The news doesn’t get any better for pharmaceutical company Reckitt Benckiser with the High Court of Australia ruling against an appeal of a $6 million fine imposed for misleading consumers over the Nurofen Specific Pain products.

The company was initially fined $1.7 million after the Federal Court found the marketing of the products was misleading because they all contained the same active ingredient and did not target different parts of the body.

The Nurofen advertising claimed to specifically target back pain, migraine, tension headache or period pain. But the separate products each contained the same 342mg of ibuprofen lysine.

The fine was increased to $6 million after the Australian Competition and Consumer Commission, which had brought the case to the federal court appealed the size of the penalty, arguing it was “manifestly inadequate”.

Reckitt Benckiser said it was disappointed by the latest court decision.

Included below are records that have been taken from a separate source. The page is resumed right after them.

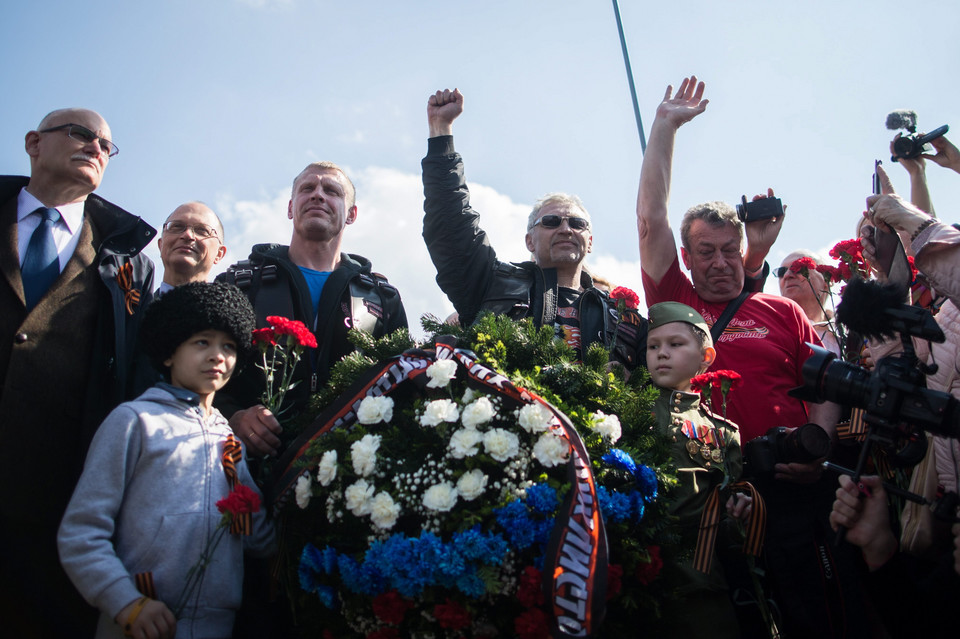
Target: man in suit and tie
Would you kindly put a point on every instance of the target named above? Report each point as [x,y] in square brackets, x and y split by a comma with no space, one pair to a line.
[73,286]
[191,244]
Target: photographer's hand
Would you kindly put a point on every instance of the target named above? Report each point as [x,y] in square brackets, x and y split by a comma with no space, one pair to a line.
[761,234]
[947,154]
[916,167]
[861,508]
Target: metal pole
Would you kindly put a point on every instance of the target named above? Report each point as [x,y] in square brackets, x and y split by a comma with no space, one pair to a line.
[633,89]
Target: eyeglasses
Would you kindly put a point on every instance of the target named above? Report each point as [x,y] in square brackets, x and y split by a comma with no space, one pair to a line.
[85,135]
[554,221]
[200,231]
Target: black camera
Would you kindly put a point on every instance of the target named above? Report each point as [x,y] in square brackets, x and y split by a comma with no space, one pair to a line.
[762,209]
[894,395]
[784,446]
[910,146]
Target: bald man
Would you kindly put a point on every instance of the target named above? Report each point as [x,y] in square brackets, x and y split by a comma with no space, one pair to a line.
[72,291]
[191,244]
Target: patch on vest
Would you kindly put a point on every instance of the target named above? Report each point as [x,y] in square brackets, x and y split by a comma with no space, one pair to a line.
[373,309]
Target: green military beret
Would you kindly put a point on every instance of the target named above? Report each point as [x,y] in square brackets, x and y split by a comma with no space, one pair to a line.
[667,312]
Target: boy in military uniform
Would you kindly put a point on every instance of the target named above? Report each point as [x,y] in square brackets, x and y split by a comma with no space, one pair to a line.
[707,454]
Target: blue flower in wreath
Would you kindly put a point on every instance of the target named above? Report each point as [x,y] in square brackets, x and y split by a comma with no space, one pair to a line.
[542,499]
[620,459]
[638,505]
[647,481]
[515,520]
[328,596]
[474,545]
[614,506]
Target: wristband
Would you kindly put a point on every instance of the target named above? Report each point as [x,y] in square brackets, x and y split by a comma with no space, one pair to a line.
[137,609]
[922,227]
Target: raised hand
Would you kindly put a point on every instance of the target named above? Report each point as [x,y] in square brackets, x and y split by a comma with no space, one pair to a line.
[761,235]
[947,154]
[686,105]
[443,107]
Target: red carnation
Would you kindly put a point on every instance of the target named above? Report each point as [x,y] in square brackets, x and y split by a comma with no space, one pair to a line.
[532,624]
[803,266]
[614,580]
[702,382]
[530,590]
[830,273]
[264,336]
[241,500]
[451,615]
[390,607]
[630,299]
[648,571]
[913,270]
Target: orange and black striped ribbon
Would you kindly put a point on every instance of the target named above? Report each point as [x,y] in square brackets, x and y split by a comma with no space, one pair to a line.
[241,524]
[131,296]
[756,525]
[144,583]
[232,454]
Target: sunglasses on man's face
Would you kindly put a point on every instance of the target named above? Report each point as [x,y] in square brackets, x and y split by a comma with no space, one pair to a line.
[554,221]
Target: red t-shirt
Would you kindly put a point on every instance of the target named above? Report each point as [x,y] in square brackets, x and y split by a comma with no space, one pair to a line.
[765,342]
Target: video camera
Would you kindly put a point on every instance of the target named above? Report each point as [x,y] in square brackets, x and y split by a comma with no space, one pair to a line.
[783,446]
[910,146]
[894,395]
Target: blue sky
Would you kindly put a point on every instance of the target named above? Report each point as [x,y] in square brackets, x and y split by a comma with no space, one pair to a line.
[226,100]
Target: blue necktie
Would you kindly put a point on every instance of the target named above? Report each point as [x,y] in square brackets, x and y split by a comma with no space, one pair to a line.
[41,265]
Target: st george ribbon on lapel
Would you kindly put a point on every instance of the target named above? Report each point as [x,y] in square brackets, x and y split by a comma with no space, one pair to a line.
[41,265]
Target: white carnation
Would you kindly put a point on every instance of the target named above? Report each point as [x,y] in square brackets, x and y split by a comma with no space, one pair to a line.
[551,450]
[478,412]
[358,497]
[441,372]
[472,484]
[302,491]
[465,442]
[501,444]
[535,418]
[384,511]
[374,410]
[327,471]
[440,497]
[439,411]
[607,425]
[363,453]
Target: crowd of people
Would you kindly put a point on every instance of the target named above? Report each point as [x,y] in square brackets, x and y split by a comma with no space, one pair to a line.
[128,413]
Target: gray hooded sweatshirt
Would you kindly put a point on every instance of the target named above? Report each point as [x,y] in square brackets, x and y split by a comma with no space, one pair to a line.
[146,502]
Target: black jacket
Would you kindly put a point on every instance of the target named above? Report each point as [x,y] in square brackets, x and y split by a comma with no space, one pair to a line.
[470,274]
[353,295]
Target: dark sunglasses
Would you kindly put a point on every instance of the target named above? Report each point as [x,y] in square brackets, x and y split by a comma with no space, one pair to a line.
[554,221]
[86,136]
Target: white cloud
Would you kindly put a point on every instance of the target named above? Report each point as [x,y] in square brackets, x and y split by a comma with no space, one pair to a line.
[388,232]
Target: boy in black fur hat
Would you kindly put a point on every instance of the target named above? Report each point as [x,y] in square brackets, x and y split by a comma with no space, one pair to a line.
[146,505]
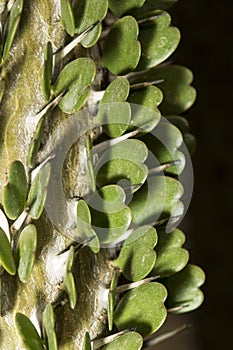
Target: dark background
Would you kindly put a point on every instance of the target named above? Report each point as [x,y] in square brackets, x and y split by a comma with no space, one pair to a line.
[207,49]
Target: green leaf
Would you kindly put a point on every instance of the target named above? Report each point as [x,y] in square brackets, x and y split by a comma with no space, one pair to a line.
[14,19]
[130,340]
[171,257]
[111,298]
[15,192]
[144,111]
[87,342]
[110,216]
[69,283]
[120,7]
[124,55]
[77,77]
[84,225]
[157,199]
[27,245]
[47,71]
[6,257]
[87,13]
[38,192]
[164,143]
[49,326]
[152,5]
[123,161]
[28,333]
[113,116]
[158,41]
[183,289]
[142,309]
[67,17]
[137,256]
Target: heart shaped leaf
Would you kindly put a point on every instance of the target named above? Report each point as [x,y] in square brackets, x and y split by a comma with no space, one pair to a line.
[110,216]
[84,225]
[14,19]
[157,199]
[28,333]
[49,326]
[158,41]
[123,161]
[27,245]
[38,192]
[171,257]
[164,143]
[120,7]
[6,257]
[114,117]
[77,77]
[137,256]
[184,294]
[130,340]
[124,55]
[150,6]
[142,308]
[87,13]
[47,71]
[144,112]
[67,17]
[15,192]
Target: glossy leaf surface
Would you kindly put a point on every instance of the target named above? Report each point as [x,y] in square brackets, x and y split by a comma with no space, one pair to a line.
[137,256]
[14,195]
[124,55]
[142,308]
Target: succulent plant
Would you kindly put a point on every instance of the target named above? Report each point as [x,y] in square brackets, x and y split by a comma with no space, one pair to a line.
[94,154]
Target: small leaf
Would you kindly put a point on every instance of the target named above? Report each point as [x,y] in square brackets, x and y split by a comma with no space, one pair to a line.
[27,245]
[14,19]
[114,117]
[87,342]
[47,71]
[6,257]
[28,333]
[157,199]
[183,289]
[171,257]
[142,308]
[49,326]
[130,340]
[123,161]
[144,112]
[164,143]
[77,77]
[120,7]
[87,13]
[38,192]
[158,41]
[67,17]
[69,283]
[124,55]
[110,216]
[14,195]
[137,256]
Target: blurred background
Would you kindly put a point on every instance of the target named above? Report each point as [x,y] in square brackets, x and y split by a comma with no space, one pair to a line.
[207,49]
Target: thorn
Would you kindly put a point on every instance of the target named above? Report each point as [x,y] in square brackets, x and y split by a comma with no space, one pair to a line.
[123,288]
[156,340]
[108,143]
[161,168]
[137,86]
[68,48]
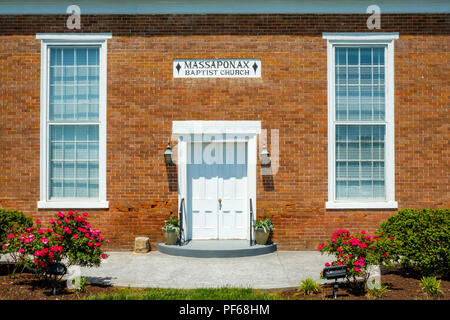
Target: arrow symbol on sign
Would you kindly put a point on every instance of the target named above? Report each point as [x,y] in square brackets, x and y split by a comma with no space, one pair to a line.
[255,66]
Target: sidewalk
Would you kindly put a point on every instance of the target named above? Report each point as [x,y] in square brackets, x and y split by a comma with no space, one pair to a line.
[281,269]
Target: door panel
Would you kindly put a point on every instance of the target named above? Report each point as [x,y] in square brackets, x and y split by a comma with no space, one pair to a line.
[207,183]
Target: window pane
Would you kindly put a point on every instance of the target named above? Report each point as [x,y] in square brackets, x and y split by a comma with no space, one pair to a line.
[362,177]
[360,84]
[73,161]
[74,83]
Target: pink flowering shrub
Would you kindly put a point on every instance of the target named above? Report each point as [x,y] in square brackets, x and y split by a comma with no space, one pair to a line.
[69,239]
[359,251]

“Nurofen did not intend to mislead consumers and we apologise to those of our consumers who were misled,” the company said in a statement.

“We recognise that we could have done more to assist our consumers in navigating the Nurofen specific pain range.

“That is, to show that each of the products in the range is equally effective for the other pains indicated on the Nurofen specific pain range packaging.”

The ABC reported that between 2011 and 2015 the company sold 5.9 million packets of the medications, which were sold at a premium to regular Nurofen, earning revenue of $45 million.